Accelerated programs differ from traditional programs as they focus on the individuals’ skills and academic achievements, as opposed to the length of time they are in school. Accelerated programs do not replace current programs, they are offered as a separate track. Only students who have demonstrated a high level of scientific and medical understanding are eligible for the accelerated track.
This bill, which is co-sponsored by the Medical Board of California and the University of California, will be effective January, 2015.
“The Medical Board of California is pleased that Governor Brown signed AB 1838 into law,” said Executive Director, Kimberly Kirchmeyer. “This bill will help meet the needs of applicants applying for licensure, who have graduated from accelerated medical school programs, and will also assist in reducing student debt. The passage of the bill will further the Medical Board’s mission of promoting access to care while continuing to protect consumers.”
“We want to thank Assemblymember Susan A. Bonilla and the Medical Board of California for their leadership on this important and timely legislation,” said Dr.
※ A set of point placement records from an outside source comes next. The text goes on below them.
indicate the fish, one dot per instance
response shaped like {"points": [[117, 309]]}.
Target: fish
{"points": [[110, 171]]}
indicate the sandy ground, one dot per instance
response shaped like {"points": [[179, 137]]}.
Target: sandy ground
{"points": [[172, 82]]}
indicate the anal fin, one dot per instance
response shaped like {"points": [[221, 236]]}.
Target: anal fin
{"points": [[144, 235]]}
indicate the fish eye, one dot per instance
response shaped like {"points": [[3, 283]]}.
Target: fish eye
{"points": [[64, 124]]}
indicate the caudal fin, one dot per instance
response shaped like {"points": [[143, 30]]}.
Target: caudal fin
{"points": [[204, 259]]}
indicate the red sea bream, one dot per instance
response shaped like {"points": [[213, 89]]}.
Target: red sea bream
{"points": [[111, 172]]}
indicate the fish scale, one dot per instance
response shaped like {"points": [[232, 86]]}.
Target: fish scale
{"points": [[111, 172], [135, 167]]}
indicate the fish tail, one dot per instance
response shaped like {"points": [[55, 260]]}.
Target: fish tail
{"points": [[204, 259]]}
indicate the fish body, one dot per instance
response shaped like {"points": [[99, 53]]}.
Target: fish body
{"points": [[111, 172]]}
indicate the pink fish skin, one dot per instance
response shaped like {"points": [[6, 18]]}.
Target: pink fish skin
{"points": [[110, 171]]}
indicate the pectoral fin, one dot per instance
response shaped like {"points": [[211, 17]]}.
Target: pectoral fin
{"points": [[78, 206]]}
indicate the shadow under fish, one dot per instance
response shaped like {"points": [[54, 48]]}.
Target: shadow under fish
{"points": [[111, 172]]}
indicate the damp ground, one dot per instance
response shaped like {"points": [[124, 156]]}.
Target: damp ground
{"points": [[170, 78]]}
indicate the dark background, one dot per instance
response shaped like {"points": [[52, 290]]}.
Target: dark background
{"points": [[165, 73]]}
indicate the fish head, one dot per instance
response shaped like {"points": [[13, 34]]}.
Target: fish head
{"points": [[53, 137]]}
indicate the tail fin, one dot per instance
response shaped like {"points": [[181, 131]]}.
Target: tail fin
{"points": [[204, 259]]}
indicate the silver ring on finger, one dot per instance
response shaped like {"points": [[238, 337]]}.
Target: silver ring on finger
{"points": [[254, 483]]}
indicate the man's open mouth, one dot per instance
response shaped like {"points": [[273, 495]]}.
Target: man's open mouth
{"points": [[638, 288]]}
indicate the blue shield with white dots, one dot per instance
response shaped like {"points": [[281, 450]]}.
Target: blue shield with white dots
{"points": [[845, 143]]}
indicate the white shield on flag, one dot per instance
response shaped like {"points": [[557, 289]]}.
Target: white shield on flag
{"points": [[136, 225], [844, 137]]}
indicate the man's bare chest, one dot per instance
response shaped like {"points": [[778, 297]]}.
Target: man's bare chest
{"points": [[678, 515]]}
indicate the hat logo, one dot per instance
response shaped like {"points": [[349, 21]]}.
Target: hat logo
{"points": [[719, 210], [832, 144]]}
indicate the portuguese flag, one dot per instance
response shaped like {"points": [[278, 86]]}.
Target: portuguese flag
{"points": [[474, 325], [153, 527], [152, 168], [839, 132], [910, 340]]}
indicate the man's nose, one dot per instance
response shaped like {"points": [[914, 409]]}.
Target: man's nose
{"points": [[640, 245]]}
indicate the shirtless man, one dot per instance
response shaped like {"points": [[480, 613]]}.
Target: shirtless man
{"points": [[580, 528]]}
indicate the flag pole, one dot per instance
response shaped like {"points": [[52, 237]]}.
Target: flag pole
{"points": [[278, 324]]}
Cathryn Nation, UC Associate Vice President, Health Sciences. “UC is proud that its School of Medicine at Davis, in partnership with Kaiser Permanente, developed the first accelerated medical education program in California, enrolling its first class of six students in June 2014. Now, future graduates from not only this primary-care focused program – but also other accelerated programs – will have a clear path to medical practice in California.”
Assemblywoman Bonilla’s legislation, AB 1838, is also expected to enable California’s graduate medical education or residency training programs to recruit graduates of accelerated medical education programs operated by other accredited medical schools to complete their specialty training, become licensed, and enter practice in the state. Not only do accelerated programs address the clear need for more physicians while reducing student debt, they do so without affecting the quality of healthcare that patients deserve.